Using `timeit` yields:
...: try: new = 'test'
...: except NameError: pass
...:
100000000 loops, best of 3: 16.2 ns per loop
so I expect the overhead to be unelectable.
Count the items once and keep up with the number of items remaining:
remaining = len(data_list)
for data in data_list:
code_that_is_done_for_every_element
remaining -= 1
if remaining:
code_that_is_done_between_elements
This way you only evaluate the length of the list once. Many of the solutions on this page seem to assume the length is unavailable in advance, but that is not part of your question. If you have the length, use it.
One simple solution that comes to mind would be:
for i in MyList:
# Check if 'i' is the last element in the list
if i == MyList[-1]:
# Do something different for the last
else:
# Do something for all other elements
A second equally simple solution could be achieved by using a counter:
# Count the no. of elements in the list
ListLength = len(MyList)
# Initialize a counter
count = 0
for i in MyList:
# increment counter
count += 1
# Check if 'i' is the last element in the list
# by using the counter
if count == ListLength:
# Do something different for the last
else:
# Do something for all other elements
Just check if data is not the same as the last data in data_list (data_list[-1]).
for data in data_list:
code_that_is_done_for_every_element
if data != data_list[- 1]:
code_that_is_done_between_elements
So, this is definitely not the "shorter" version - and one might digress if "shortest" and "Pythonic" are actually compatible.

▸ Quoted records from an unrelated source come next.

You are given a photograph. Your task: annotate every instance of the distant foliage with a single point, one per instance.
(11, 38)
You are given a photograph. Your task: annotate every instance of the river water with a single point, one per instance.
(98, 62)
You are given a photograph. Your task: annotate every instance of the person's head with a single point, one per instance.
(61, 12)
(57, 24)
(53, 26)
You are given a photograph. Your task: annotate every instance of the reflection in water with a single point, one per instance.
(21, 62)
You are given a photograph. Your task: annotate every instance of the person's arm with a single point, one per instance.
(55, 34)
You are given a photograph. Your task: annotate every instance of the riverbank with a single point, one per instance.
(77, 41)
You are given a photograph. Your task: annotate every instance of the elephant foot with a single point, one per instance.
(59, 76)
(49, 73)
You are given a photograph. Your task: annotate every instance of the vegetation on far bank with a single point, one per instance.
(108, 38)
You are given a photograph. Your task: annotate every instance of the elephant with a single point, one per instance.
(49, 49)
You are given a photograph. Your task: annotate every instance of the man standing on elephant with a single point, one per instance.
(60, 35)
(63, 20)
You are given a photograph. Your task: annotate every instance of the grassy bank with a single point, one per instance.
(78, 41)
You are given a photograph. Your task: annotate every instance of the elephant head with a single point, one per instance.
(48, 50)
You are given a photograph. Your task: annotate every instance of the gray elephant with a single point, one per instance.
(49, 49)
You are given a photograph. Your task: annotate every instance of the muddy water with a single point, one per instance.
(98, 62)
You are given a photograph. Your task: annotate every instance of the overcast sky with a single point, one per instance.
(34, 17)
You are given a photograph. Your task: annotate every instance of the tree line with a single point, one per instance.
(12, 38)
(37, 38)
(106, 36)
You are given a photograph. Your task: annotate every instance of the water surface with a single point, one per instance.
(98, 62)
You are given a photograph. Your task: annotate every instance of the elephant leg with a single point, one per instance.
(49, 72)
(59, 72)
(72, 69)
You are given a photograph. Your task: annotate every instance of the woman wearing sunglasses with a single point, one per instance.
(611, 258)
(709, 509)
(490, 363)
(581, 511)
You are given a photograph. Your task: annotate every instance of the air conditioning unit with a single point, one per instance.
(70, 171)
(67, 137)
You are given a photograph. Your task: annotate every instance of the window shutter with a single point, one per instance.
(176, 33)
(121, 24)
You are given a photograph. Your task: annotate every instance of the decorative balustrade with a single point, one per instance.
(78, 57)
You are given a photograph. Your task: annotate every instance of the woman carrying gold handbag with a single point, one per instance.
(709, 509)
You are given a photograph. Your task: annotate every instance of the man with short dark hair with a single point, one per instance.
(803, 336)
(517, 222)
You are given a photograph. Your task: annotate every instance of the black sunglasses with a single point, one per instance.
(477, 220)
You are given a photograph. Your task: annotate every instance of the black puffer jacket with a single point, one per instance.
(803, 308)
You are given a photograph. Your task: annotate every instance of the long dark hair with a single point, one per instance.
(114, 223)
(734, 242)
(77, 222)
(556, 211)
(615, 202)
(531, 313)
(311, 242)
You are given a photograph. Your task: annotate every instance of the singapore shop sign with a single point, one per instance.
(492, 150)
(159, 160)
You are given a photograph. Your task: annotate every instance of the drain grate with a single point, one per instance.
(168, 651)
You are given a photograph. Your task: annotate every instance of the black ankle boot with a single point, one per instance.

But if one needs this pattern often, just put the logic in to a
10-liner generator - and get any meta-data related to an element's
position directly on the for call. Another advantage here is that it will
work wit an arbitrary iterable, not only Sequences.
_sentinel = object()
def iter_check_last(iterable):
iterable = iter(iterable)
current_element = next(iterable, _sentinel)
while current_element is not _sentinel:
next_element = next(iterable, _sentinel)
yield (next_element is _sentinel, current_element)
current_element = next_element
In [107]: for is_last, el in iter_check_last(range(3)):
...: print(is_last, el)
...:
...:
False 0
False 1
True 2
This is an old question, and there's already lots of great responses, but I felt like this was pretty Pythonic:
def rev_enumerate(lst):
"""
Similar to enumerate(), but counts DOWN to the last element being the
zeroth, rather than counting UP from the first element being the zeroth.
Since the length has to be determined up-front, this is not suitable for
open-ended iterators.
Parameters
----------
lst : Iterable
An iterable with a length (list, tuple, dict, set).
Yields
------
tuple
A tuple with the reverse cardinal number of the element, followed by
the element of the iterable.
"""
length = len(lst) - 1
for i, element in enumerate(lst):
yield length - i, element
Used like this:
for num_remaining, item in rev_enumerate(['a', 'b', 'c']):
if not num_remaining:
print(f'This is the last item in the list: {item}')
Or perhaps you'd like to do the opposite:
for num_remaining, item in rev_enumerate(['a', 'b', 'c']):
if num_remaining:
print(f'This is NOT the last item in the list: {item}')
Or, just to know how many remain as you go...
for num_remaining, item in rev_enumerate(['a', 'b', 'c']):
print(f'After {item}, there are {num_remaining} items.')
I think the versatility and familiarity with the existing enumerate makes it most Pythonic.
Caveat, unlike enumerate(), rev_enumerate() requires that the input implement __len__, but this includes lists, tuples, dicts and sets just fine.